Un mythe entretenu par le marketing ambiant
Pourtant, la Premier League a beaucoup à offrir à ceux qui se sont laissés séduire par ses délices… Beaucoup d’argent. C’est triste à dire, mais la motivation économique figure bien souvent au premier rang des motifs d’exil vers la Perfide Albion. Il faut dire que les chiffres donnent le vertige : le salaire moyen d’un joueur de Premier League en 2014 était de 247 000 € par mois… et ce n’est pas parti pour baisser, étant donnée la puissance financière croissante des clubs anglais, bien aidés par des droits TV records. En comparaison, la paie mensuelle d’un joueur de Ligue 1 avoisine les 100 000 €. Des salaires gigantesques pour un citoyen lambda, mais qui apparaissent faibles quand ils sont comparés à ce qui se pratique quelques encablures plus au nord…
D’autant que, contrairement aux retraites dorées proposées par les championnats exotiques du Golfe et d’ailleurs, la Premier League offre un environnement sportif cinq étoiles : partir en Angleterre, c’est se retrouver dans un pays qui vit le football à fond. Les stades sont pleins, les pelouses parfaites, les clubs sont des institutions… Mieux, la passion du ballon rond n’est pas attifée d’excès gênants, comme cela peut être le cas dans des contrées plus latines ; les supporters respectent les joueurs et les laissent relativement tranquilles, les débordements sont rares, et la ferveur est sagement cantonnée dans les limites de la raison… Certains remarqueront avec raison que cette gentrification progressive du championnat anglais enlève tout charme à son élite, et que les ambiances bouillantes de la Grande-Bretagne ne sont plus qu’un mythe savamment entretenu par le marketing ambiant. Peut-être, mais cette aseptisation n’est pas pour déplaire à des footballeurs souvent en recherche de tranquillité, tant que cette dernière ne confine pas à l’ennui.

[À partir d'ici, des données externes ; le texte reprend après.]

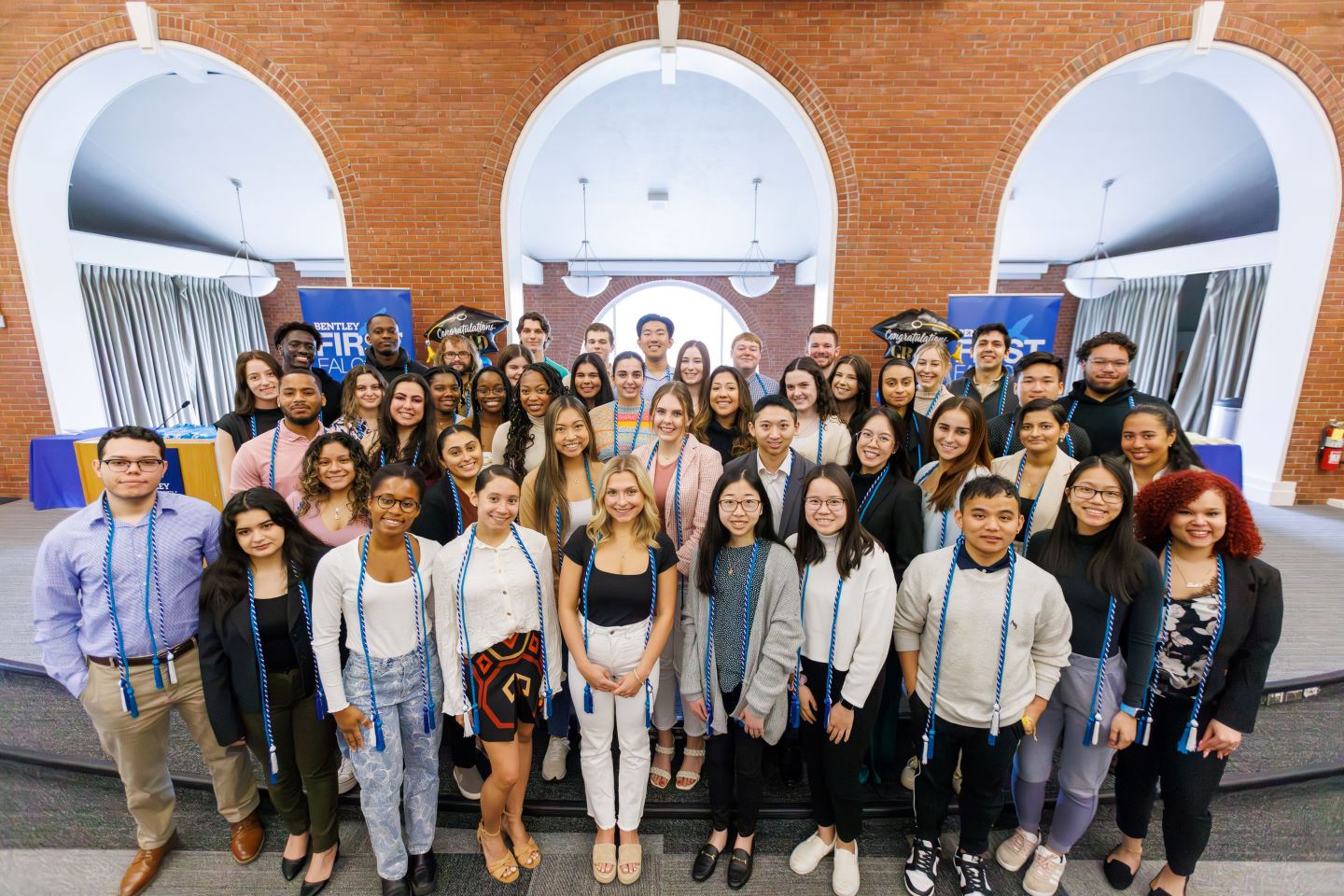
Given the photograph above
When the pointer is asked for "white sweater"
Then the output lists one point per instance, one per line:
(867, 608)
(500, 599)
(390, 613)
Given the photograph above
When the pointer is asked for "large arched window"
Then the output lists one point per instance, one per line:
(696, 314)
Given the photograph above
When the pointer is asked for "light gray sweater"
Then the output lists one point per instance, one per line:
(1038, 637)
(776, 637)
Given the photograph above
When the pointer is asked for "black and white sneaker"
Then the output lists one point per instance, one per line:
(922, 868)
(971, 872)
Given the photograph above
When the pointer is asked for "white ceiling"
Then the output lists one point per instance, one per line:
(156, 167)
(703, 141)
(1188, 162)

Tremplin idéal et cirage de banc
Ce n’est pas tout. Le joueur de Ligue 1 arrive systématiquement en Premier League avec une ambition footballistique : le championnat anglais, ultra-médiatisé, NBA du football européen, est un tremplin idéal pour viser plus haut. Quoi de mieux que de se révéler dans les chocs face aux géants d’outre-Manche, les Manchester United, Arsenal, Chelsea ou Manchester City ? Une solide saison chez un club anglais moyen, c’est l’assurance de voir sa cote monter en flèche et de pouvoir être attrapé par un gros poisson. Après tout, les exemples récents sont nombreux : Mathieu Debuchy est parti à Arsenal, Morgan Schneiderlin vient de signer à Manchester United, même Yohan Cabaye aurait pu signer chez les Red Devils mais a préféré le PSG en janvier 2014. Alors, la Premier League, tremplin idéal ?
Cette belle illusion est très vite dissipée par la réalité du terrain : la plupart des joueurs français rejoignant la Premier League part s’enterrer. Prestations insipides, cirages de banc, voire même mises au placard, le destin des exilés de la Ligue 1 est très souvent peu glorieux. Pourtant, ils étaient prévenus… Le premier écueil des taules de Premier League est toujours le même : rejoindre West Ham, Aston Villa ou Newcastle, c’est abandonner toute perspective de titre, et de Ligue des Champions. Peut-on parler de franchissement de palier quand on arrive dans un club en sachant qu’on n’a aucune chance de finir dans les quatre premiers du classement ? L’attrait de la livre sterling est une chose, c’en est une autre de renoncer à ce qui fait tout le sel du métier de footballeur. Et ce n’est pas comme si le chagrin de ne pas soulever de trophée était compensé par la qualité de jeu ; les formations de second rang de la Premier League sont au mieux des équipes solides et engagées, mettant l’accent sur le physique et l’intensité… Au pire, ce sont des additions d’individualités sans âme ni cohérence, à l’image de la catastrophe industrielle ambulante que sont les Queen’s Park Rangers.
Des départs anticipés
L’Angleterre peut aussi se révéler être un terrible piège : il suffit de se rappeler tous ces joueurs français, confirmés ou prometteurs, qui débarquent dans un petit club anglais en se pensant attendus comme des stars : ils tombent sur un coach britannique à l’ancienne, avec tout ce que cela comporte comme embûches : priorité à une philosophie de jeu ultra-basique du style « get on the ball first » , magouilles financières et forte préférence pour les joueurs british. Dans ce contexte-là, bon courage pour s’en sortir… Alou Diarra (West Ham), Olivier Dacourt (Fulham) peuvent en témoigner. Ousmane Dabo a lui vécu l’expérience anglaise à fond : en provenance de la Lazio, il débarque dans le Manchester City de Stuart Pearce, ne joue pas, et se fait passer à tabac par Joey Barton. L’Angleterre peut se révéler être un beau traquenard.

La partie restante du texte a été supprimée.